Product prices in the UK are rising due to a combination of factors linked to the war in Ukraine, labour shortages and continuing Covid-19 outbreaks.
Here the IOE&IT Daily Update looks at five of the country’s most popular food and drink goods that have seen prices soar in recent weeks.
1. Beers and wines
Pubs in London are now charging £8 for a pint, reflecting a 70% increase in beer prices in the UK since the 2008 financial crash, according to the FT.
Wine wholesaler Daniel Lambert has also claimed in the Independent that Brexit is adding more than £1.50 to the cost of every bottle of European wine sold to consumers due to increased import paperwork and logistics costs.
Also in the FT, the UK’s supply of cucumbers and peppers is set to half this year as growers have not planted as many of the vegetables due to soaring energy costs and labour shortages.
Planting of brassicas such as broccoli and cauliflower are down by 20% due to similar cost pressures.

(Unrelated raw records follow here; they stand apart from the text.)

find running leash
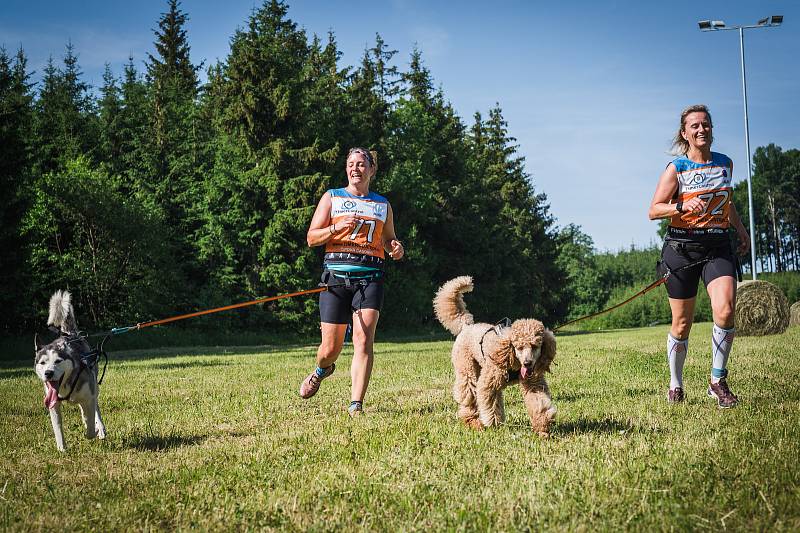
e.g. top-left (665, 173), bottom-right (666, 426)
top-left (553, 257), bottom-right (711, 333)
top-left (104, 286), bottom-right (328, 337)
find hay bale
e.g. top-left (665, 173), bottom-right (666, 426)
top-left (789, 302), bottom-right (800, 326)
top-left (736, 280), bottom-right (789, 336)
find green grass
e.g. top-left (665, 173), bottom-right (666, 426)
top-left (0, 324), bottom-right (800, 531)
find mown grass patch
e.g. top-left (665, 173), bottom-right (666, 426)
top-left (0, 324), bottom-right (800, 531)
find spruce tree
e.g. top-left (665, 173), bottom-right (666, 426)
top-left (471, 105), bottom-right (566, 326)
top-left (34, 43), bottom-right (99, 176)
top-left (98, 63), bottom-right (124, 176)
top-left (0, 47), bottom-right (34, 333)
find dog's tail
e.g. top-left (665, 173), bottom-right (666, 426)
top-left (433, 276), bottom-right (475, 335)
top-left (47, 291), bottom-right (78, 333)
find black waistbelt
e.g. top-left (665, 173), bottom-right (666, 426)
top-left (666, 226), bottom-right (728, 240)
top-left (320, 268), bottom-right (385, 288)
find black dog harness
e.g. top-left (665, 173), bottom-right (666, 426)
top-left (56, 330), bottom-right (109, 402)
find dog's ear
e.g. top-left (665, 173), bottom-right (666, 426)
top-left (536, 329), bottom-right (556, 372)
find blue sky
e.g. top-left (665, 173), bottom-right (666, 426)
top-left (0, 0), bottom-right (800, 251)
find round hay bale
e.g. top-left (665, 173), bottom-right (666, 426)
top-left (789, 302), bottom-right (800, 326)
top-left (736, 280), bottom-right (789, 336)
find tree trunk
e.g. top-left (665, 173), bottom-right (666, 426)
top-left (767, 190), bottom-right (783, 272)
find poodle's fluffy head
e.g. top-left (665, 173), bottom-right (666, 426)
top-left (492, 318), bottom-right (556, 379)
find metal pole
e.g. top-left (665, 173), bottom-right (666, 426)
top-left (739, 28), bottom-right (756, 279)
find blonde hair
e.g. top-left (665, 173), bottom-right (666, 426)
top-left (672, 104), bottom-right (714, 155)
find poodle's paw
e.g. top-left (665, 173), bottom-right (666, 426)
top-left (464, 418), bottom-right (486, 431)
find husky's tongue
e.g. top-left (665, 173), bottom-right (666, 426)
top-left (44, 381), bottom-right (59, 409)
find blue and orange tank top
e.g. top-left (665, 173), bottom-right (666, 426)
top-left (669, 152), bottom-right (733, 240)
top-left (325, 188), bottom-right (389, 270)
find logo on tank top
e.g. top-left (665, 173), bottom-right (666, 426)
top-left (689, 172), bottom-right (706, 185)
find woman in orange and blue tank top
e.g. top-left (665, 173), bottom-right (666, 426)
top-left (649, 105), bottom-right (750, 408)
top-left (300, 148), bottom-right (405, 416)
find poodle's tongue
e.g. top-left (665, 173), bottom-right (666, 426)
top-left (44, 381), bottom-right (59, 409)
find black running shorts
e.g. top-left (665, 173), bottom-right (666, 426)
top-left (319, 270), bottom-right (383, 324)
top-left (657, 241), bottom-right (736, 300)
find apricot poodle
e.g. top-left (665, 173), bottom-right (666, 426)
top-left (433, 276), bottom-right (556, 437)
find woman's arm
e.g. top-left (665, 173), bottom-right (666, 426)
top-left (306, 193), bottom-right (336, 247)
top-left (647, 163), bottom-right (707, 220)
top-left (647, 163), bottom-right (678, 220)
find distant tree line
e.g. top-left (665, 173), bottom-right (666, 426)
top-left (733, 144), bottom-right (800, 272)
top-left (0, 0), bottom-right (567, 333)
top-left (0, 0), bottom-right (800, 334)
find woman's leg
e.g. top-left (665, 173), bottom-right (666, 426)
top-left (667, 298), bottom-right (696, 396)
top-left (706, 276), bottom-right (738, 408)
top-left (706, 276), bottom-right (736, 329)
top-left (350, 309), bottom-right (381, 402)
top-left (300, 322), bottom-right (347, 399)
top-left (317, 322), bottom-right (347, 368)
top-left (669, 297), bottom-right (697, 340)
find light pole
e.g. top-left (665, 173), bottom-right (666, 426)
top-left (697, 15), bottom-right (783, 279)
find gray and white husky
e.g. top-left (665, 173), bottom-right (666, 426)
top-left (34, 291), bottom-right (106, 452)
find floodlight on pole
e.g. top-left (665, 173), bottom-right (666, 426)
top-left (697, 15), bottom-right (783, 279)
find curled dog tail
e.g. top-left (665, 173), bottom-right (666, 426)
top-left (47, 291), bottom-right (78, 333)
top-left (433, 276), bottom-right (475, 335)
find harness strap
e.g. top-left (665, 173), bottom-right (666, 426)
top-left (478, 317), bottom-right (511, 360)
top-left (56, 360), bottom-right (86, 402)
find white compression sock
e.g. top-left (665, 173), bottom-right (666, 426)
top-left (711, 324), bottom-right (736, 383)
top-left (667, 334), bottom-right (689, 390)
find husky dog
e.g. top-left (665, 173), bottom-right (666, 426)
top-left (34, 291), bottom-right (106, 452)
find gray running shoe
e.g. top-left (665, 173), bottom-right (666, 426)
top-left (667, 387), bottom-right (686, 403)
top-left (708, 379), bottom-right (739, 409)
top-left (300, 364), bottom-right (336, 400)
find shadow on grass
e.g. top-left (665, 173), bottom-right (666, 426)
top-left (552, 418), bottom-right (637, 437)
top-left (145, 360), bottom-right (232, 370)
top-left (123, 435), bottom-right (208, 452)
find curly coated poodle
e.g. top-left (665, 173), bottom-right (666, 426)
top-left (433, 276), bottom-right (556, 437)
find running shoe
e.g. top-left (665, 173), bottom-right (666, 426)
top-left (708, 379), bottom-right (739, 409)
top-left (300, 364), bottom-right (336, 400)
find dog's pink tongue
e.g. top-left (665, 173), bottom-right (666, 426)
top-left (44, 381), bottom-right (58, 409)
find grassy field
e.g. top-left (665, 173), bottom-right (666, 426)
top-left (0, 324), bottom-right (800, 531)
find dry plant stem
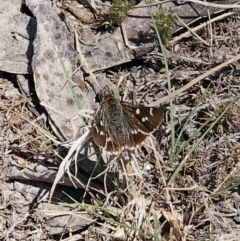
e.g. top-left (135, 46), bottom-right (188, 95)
top-left (172, 12), bottom-right (236, 44)
top-left (175, 15), bottom-right (210, 46)
top-left (151, 55), bottom-right (240, 106)
top-left (134, 0), bottom-right (240, 9)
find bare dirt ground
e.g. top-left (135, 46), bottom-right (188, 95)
top-left (0, 0), bottom-right (240, 241)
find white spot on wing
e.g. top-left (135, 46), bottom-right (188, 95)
top-left (150, 108), bottom-right (153, 115)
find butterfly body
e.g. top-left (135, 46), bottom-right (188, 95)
top-left (92, 87), bottom-right (164, 154)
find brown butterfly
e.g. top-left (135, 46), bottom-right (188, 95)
top-left (92, 86), bottom-right (164, 154)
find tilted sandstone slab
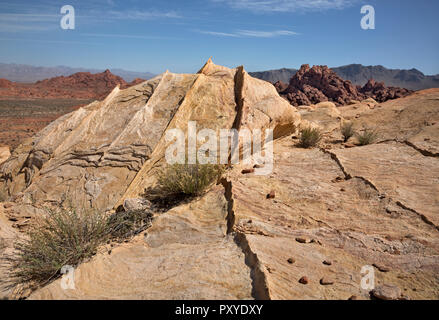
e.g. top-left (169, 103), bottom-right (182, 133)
top-left (0, 60), bottom-right (300, 215)
top-left (118, 60), bottom-right (301, 205)
top-left (30, 186), bottom-right (252, 300)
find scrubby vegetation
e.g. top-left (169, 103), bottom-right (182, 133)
top-left (0, 189), bottom-right (8, 202)
top-left (108, 210), bottom-right (153, 241)
top-left (341, 122), bottom-right (355, 142)
top-left (357, 129), bottom-right (378, 146)
top-left (158, 163), bottom-right (224, 197)
top-left (299, 127), bottom-right (322, 148)
top-left (2, 209), bottom-right (152, 287)
top-left (3, 209), bottom-right (109, 284)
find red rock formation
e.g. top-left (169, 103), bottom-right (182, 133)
top-left (359, 79), bottom-right (413, 102)
top-left (0, 79), bottom-right (13, 88)
top-left (275, 64), bottom-right (411, 106)
top-left (0, 70), bottom-right (144, 99)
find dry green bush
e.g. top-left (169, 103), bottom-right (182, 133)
top-left (158, 163), bottom-right (224, 197)
top-left (341, 122), bottom-right (355, 142)
top-left (108, 210), bottom-right (153, 241)
top-left (1, 205), bottom-right (156, 287)
top-left (5, 209), bottom-right (110, 285)
top-left (299, 127), bottom-right (323, 148)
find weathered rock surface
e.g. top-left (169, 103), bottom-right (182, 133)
top-left (2, 61), bottom-right (439, 300)
top-left (0, 147), bottom-right (11, 165)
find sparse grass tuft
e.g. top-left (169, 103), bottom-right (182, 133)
top-left (299, 127), bottom-right (322, 148)
top-left (0, 189), bottom-right (8, 202)
top-left (341, 122), bottom-right (355, 142)
top-left (2, 209), bottom-right (110, 285)
top-left (357, 129), bottom-right (378, 146)
top-left (158, 163), bottom-right (224, 197)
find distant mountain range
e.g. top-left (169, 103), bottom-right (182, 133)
top-left (250, 64), bottom-right (439, 90)
top-left (0, 63), bottom-right (155, 83)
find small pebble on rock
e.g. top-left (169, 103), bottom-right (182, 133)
top-left (299, 277), bottom-right (309, 284)
top-left (267, 191), bottom-right (276, 199)
top-left (320, 277), bottom-right (334, 286)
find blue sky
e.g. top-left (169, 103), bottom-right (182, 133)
top-left (0, 0), bottom-right (439, 74)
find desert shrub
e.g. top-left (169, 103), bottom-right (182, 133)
top-left (108, 210), bottom-right (153, 241)
top-left (0, 189), bottom-right (8, 202)
top-left (357, 129), bottom-right (378, 146)
top-left (341, 122), bottom-right (355, 142)
top-left (4, 209), bottom-right (110, 285)
top-left (158, 163), bottom-right (223, 196)
top-left (299, 127), bottom-right (322, 148)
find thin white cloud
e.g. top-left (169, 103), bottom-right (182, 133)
top-left (81, 33), bottom-right (175, 40)
top-left (107, 10), bottom-right (182, 20)
top-left (211, 0), bottom-right (358, 13)
top-left (198, 30), bottom-right (299, 38)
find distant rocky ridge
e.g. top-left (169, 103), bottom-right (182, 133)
top-left (0, 60), bottom-right (439, 300)
top-left (0, 63), bottom-right (155, 83)
top-left (274, 64), bottom-right (412, 106)
top-left (0, 70), bottom-right (145, 99)
top-left (250, 64), bottom-right (439, 90)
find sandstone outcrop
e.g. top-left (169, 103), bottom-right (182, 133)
top-left (0, 61), bottom-right (439, 300)
top-left (274, 64), bottom-right (412, 106)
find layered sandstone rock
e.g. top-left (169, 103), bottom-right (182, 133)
top-left (0, 61), bottom-right (439, 299)
top-left (0, 70), bottom-right (145, 99)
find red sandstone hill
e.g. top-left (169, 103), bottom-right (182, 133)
top-left (0, 70), bottom-right (144, 99)
top-left (275, 64), bottom-right (413, 106)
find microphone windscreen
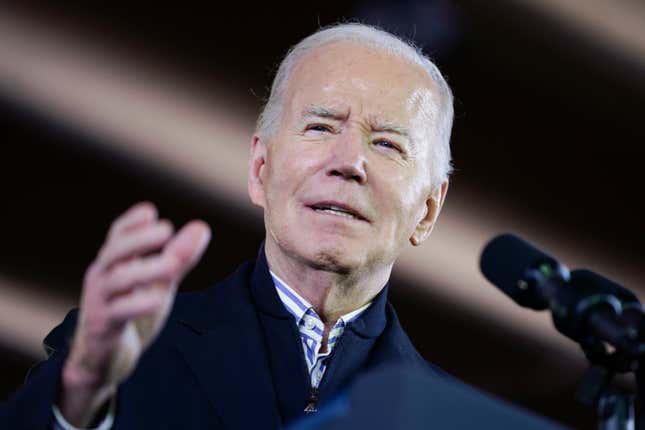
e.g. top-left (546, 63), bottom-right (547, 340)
top-left (479, 233), bottom-right (558, 309)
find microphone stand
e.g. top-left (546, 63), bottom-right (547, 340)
top-left (576, 309), bottom-right (645, 430)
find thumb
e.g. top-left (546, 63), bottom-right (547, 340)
top-left (163, 220), bottom-right (211, 277)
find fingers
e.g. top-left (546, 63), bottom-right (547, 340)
top-left (102, 254), bottom-right (181, 301)
top-left (108, 284), bottom-right (168, 325)
top-left (96, 220), bottom-right (173, 269)
top-left (163, 220), bottom-right (211, 276)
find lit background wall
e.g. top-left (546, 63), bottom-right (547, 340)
top-left (0, 0), bottom-right (645, 428)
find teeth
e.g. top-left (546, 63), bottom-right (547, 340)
top-left (315, 206), bottom-right (356, 219)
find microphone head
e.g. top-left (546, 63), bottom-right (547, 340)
top-left (479, 233), bottom-right (568, 310)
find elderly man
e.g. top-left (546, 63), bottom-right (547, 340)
top-left (3, 24), bottom-right (453, 429)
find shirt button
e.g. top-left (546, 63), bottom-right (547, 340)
top-left (305, 318), bottom-right (316, 330)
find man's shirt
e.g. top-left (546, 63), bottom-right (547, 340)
top-left (53, 271), bottom-right (372, 430)
top-left (269, 271), bottom-right (372, 388)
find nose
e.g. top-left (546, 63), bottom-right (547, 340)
top-left (327, 133), bottom-right (367, 185)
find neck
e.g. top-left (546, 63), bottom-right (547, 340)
top-left (265, 240), bottom-right (392, 326)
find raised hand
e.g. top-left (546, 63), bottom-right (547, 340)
top-left (59, 203), bottom-right (210, 427)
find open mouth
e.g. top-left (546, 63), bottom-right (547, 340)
top-left (309, 203), bottom-right (367, 221)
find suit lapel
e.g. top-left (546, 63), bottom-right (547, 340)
top-left (179, 324), bottom-right (280, 428)
top-left (177, 265), bottom-right (280, 428)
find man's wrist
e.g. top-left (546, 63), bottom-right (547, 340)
top-left (52, 395), bottom-right (116, 430)
top-left (57, 360), bottom-right (116, 427)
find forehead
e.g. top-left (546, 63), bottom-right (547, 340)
top-left (286, 42), bottom-right (439, 126)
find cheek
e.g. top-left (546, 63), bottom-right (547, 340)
top-left (265, 142), bottom-right (323, 207)
top-left (375, 170), bottom-right (425, 233)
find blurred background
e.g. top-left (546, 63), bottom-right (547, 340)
top-left (0, 0), bottom-right (645, 428)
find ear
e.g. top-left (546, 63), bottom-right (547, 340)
top-left (410, 181), bottom-right (448, 246)
top-left (248, 134), bottom-right (267, 208)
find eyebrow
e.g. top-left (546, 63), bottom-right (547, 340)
top-left (370, 121), bottom-right (411, 140)
top-left (302, 105), bottom-right (412, 140)
top-left (302, 105), bottom-right (349, 121)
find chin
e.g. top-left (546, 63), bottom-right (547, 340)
top-left (298, 240), bottom-right (360, 274)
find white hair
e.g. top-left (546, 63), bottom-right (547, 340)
top-left (256, 23), bottom-right (454, 186)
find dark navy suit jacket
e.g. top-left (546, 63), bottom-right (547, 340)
top-left (0, 250), bottom-right (444, 430)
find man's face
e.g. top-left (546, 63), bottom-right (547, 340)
top-left (249, 42), bottom-right (445, 273)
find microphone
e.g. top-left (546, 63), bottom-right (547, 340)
top-left (480, 234), bottom-right (645, 367)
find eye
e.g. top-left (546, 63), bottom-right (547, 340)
top-left (306, 124), bottom-right (334, 133)
top-left (374, 139), bottom-right (403, 153)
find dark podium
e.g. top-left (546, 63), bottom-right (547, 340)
top-left (287, 366), bottom-right (565, 430)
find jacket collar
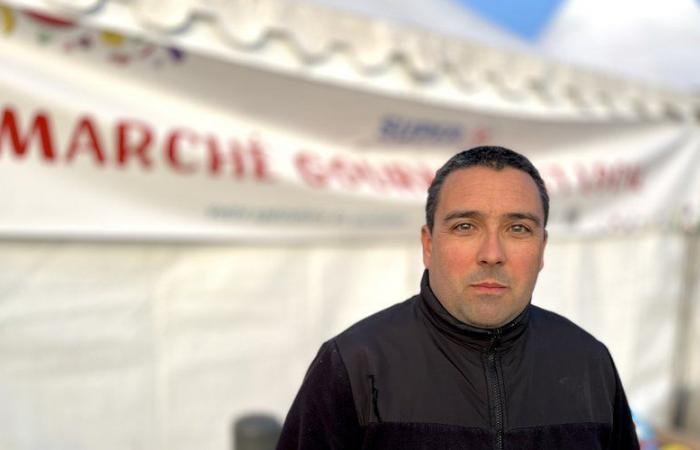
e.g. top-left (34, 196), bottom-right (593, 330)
top-left (419, 270), bottom-right (530, 351)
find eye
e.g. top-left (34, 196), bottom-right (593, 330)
top-left (453, 223), bottom-right (474, 232)
top-left (510, 223), bottom-right (531, 234)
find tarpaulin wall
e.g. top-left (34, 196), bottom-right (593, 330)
top-left (0, 3), bottom-right (700, 449)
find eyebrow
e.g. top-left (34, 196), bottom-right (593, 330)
top-left (443, 210), bottom-right (542, 227)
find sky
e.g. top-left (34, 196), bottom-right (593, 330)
top-left (306, 0), bottom-right (700, 93)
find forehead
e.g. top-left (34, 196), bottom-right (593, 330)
top-left (436, 166), bottom-right (544, 218)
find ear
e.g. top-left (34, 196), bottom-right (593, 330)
top-left (420, 225), bottom-right (433, 269)
top-left (540, 230), bottom-right (549, 270)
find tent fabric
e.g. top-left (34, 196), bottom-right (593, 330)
top-left (0, 0), bottom-right (700, 450)
top-left (0, 233), bottom-right (684, 450)
top-left (7, 0), bottom-right (697, 122)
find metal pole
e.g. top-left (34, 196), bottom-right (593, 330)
top-left (233, 414), bottom-right (282, 450)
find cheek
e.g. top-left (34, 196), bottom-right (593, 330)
top-left (440, 242), bottom-right (475, 273)
top-left (510, 247), bottom-right (542, 280)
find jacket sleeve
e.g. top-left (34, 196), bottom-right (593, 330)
top-left (277, 340), bottom-right (363, 450)
top-left (609, 356), bottom-right (639, 450)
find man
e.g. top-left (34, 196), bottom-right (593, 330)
top-left (278, 147), bottom-right (639, 450)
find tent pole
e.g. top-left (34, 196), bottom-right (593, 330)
top-left (671, 229), bottom-right (700, 429)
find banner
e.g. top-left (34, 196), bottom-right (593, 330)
top-left (0, 4), bottom-right (700, 241)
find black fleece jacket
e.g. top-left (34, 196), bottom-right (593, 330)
top-left (277, 272), bottom-right (639, 450)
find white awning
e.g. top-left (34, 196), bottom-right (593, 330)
top-left (6, 0), bottom-right (699, 121)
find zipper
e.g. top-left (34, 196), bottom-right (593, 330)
top-left (486, 329), bottom-right (504, 450)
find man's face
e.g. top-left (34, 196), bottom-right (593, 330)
top-left (421, 166), bottom-right (547, 328)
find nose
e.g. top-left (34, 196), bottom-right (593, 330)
top-left (477, 232), bottom-right (506, 266)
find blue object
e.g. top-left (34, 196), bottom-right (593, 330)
top-left (456, 0), bottom-right (568, 40)
top-left (632, 411), bottom-right (659, 450)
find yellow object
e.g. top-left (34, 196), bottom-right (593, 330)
top-left (661, 444), bottom-right (692, 450)
top-left (100, 31), bottom-right (124, 47)
top-left (0, 6), bottom-right (15, 34)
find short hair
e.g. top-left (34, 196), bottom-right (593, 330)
top-left (425, 145), bottom-right (549, 232)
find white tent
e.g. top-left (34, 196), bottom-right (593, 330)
top-left (0, 0), bottom-right (700, 449)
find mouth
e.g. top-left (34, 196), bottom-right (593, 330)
top-left (469, 281), bottom-right (508, 294)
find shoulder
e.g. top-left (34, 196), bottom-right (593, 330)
top-left (334, 296), bottom-right (420, 353)
top-left (530, 305), bottom-right (610, 361)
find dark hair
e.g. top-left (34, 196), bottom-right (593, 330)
top-left (425, 146), bottom-right (549, 231)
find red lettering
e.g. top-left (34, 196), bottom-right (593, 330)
top-left (207, 136), bottom-right (245, 178)
top-left (294, 152), bottom-right (328, 188)
top-left (165, 129), bottom-right (199, 174)
top-left (627, 166), bottom-right (642, 190)
top-left (250, 139), bottom-right (272, 181)
top-left (117, 120), bottom-right (153, 169)
top-left (576, 164), bottom-right (592, 194)
top-left (66, 116), bottom-right (105, 165)
top-left (384, 163), bottom-right (413, 190)
top-left (0, 108), bottom-right (55, 162)
top-left (355, 161), bottom-right (387, 192)
top-left (329, 157), bottom-right (360, 188)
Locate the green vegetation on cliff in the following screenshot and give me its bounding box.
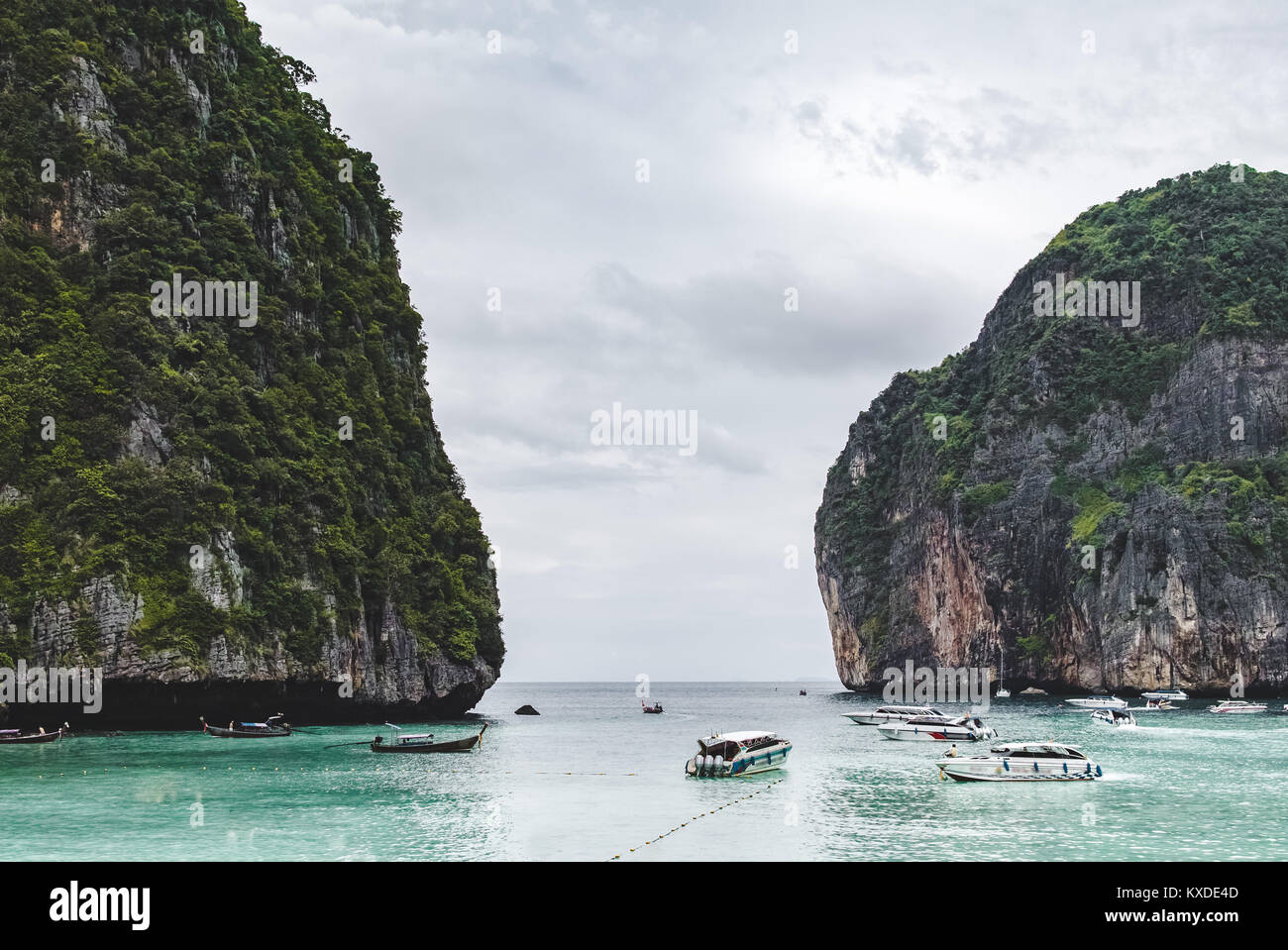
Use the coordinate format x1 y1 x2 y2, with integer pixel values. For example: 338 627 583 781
815 164 1288 676
0 0 503 666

The latest increase in farmgate milk prices by Müller mean that it has increased its price to farmers by almost a third (31.4%) since 1 March, reports the Grocer.
Arla and clotted cream brand Rodda have increased their payments similarly as farmers face rising bills for fertiliser, feed, energy, and packaging among other costs.
Industry analyst Ian Potter said the sector feels “there is still more to come” on price increases but that record prices “are still not converting to additional milk”.
Rising ‘export nationalism’ is also affecting food prices globally as some countries are limiting food exports to prioritise their own markets.
India banned wheat exports in May due to fears of a poor harvest following a record heatwave, reports the BBC.
Global wheat production for the 2022-23 period will be the lowest for four years, and global stocks of wheat are predicted to be at their lowest for six years, according to a US government report. Wheat prices rose by almost 6% in the aftermath of India’s decision.
Reuters reports that rice traders have now been spooked into increasing purchases and placing unusual orders for longer-dated deliveries, fearing the world’s top rice exporter may restrict shipments.